3dfx Voodoo 3 3500 TV AGP
À la fin des années 1990, alors que tout le monde ne jure plus que par les (plus ou moins) beaux rendus 3D, le constructeur 3dfx a décidé de ne pas tomber dans ce travers. Il a plutôt choisi d’illustrer sa Voodoo 3 avec une photo certes un brin effrayante, mais dont on appréciera au moins les couleurs et les contrastes, qui changent selon le modèle (2000, 3000 ou 3500). Et il y a tout de même une mode à laquelle ils ont malgré tout cédé : celle des yeux aux couleurs totalement impossibles, parce qu’il n’y a pas de meilleur moyen de vendre une carte graphique qu’un regard pénétrant votre âme. Il ne manquerait plus qu’elle brille dans le noir pour vous faire sursauter la nuit. Concernant la carte, elle intègre un GPU nommé Avenger, qui fonctionne à 183 MHz et s’entoure de 16 Mo de SDRAM. Malheureusement, la Voodoo 3 n’apportait pas grand-chose de plus que la Banshee, sortie l’année précédente, et se trouvait largement dépassée techniquement par les modèles de ses concurrents ATi et nVidia.
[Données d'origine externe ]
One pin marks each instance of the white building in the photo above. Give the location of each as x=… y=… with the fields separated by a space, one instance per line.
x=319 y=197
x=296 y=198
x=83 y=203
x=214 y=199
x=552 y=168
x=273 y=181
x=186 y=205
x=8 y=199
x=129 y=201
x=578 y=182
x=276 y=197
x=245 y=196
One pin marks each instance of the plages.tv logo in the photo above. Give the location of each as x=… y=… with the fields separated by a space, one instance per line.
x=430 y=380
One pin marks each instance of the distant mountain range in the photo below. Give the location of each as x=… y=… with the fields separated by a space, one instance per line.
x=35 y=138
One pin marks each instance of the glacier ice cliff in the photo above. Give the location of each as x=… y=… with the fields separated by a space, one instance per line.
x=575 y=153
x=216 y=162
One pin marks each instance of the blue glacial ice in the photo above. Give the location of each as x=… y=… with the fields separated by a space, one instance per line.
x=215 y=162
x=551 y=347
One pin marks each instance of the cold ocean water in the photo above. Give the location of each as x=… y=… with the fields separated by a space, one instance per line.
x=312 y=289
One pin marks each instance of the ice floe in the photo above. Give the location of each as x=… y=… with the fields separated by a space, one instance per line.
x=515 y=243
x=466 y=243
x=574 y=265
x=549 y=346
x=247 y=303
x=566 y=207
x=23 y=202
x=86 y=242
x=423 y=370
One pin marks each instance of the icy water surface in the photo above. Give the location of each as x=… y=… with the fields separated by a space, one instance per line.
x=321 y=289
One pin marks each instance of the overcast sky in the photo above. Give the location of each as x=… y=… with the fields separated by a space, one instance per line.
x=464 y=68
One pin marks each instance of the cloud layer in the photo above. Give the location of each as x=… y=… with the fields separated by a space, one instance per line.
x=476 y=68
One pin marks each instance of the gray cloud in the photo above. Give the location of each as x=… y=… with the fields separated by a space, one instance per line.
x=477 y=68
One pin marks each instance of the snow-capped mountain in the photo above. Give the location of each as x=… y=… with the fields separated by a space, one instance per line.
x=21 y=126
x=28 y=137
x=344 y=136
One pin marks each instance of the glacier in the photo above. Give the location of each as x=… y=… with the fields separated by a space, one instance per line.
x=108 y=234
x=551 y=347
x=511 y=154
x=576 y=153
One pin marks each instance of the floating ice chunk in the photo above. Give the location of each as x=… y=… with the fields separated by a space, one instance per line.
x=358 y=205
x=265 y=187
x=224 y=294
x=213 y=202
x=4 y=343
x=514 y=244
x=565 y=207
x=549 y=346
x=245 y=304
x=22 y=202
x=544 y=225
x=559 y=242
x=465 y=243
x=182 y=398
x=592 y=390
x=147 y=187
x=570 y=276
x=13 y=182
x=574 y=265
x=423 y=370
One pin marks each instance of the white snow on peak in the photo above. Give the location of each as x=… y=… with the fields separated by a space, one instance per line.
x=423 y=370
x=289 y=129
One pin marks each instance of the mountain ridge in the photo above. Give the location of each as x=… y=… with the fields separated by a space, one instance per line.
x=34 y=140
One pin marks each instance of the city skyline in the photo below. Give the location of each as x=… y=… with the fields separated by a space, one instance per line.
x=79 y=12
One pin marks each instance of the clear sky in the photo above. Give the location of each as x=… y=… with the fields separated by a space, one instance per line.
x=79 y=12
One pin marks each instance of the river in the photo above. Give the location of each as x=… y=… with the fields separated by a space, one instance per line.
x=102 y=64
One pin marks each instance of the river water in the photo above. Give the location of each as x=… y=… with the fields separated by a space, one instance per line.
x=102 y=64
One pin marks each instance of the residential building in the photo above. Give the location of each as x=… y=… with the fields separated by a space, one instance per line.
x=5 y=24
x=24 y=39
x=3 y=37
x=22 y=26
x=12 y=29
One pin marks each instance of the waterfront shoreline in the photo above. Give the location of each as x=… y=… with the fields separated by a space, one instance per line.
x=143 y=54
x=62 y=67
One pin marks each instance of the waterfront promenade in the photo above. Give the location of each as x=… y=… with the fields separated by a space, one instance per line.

Elle marque ce que certains considèrent comme le début de la fin pour 3dfx, qui finira par être absorbé par nVidia l’année suivante.
Sapphire Radeon X800 GTO
On ne résiste pas au plaisir d’admirer une nouvelle boîte de Sapphire, qui aime décidément beaucoup trop l’aspect métallique et en met partout sur les emballages de ses GPU. On retrouve sur cette image plusieurs clichés de l’illustration 3D des années 1990, avec notamment le décor vide et le personnage au centre de ce qui ne peut être qu’un océan. Le problème, c’est que ce dessin a été réalisé pour la Radeon X800 GTO, sortie en 2005. Cette carte de milieu de gamme créée par ATi tournait sur un GPU R480 à une fréquence de 400 MHz et fonctionnait avec 256 Mo de mémoire GDDR3 sur un bus 256 bits. Bien que le but de ce modèle était surtout de faciliter l’écoulement des stocks de R480 pour ATi avant le passage à la génération suivante, ses performances lui permettaient de rivaliser aisément avec la concurrence de nVidia, ce qui en faisait une carte très intéressante pour son prix (environ 200 € de l’époque). Et puis, ne serait-ce que pour le bonheur démesuré d’avoir sur la boîte le rendu 3D d’un robot en métal liquide qui sort, les bras en croix, d’un océan qui semble infini, il était difficile de passer à côté.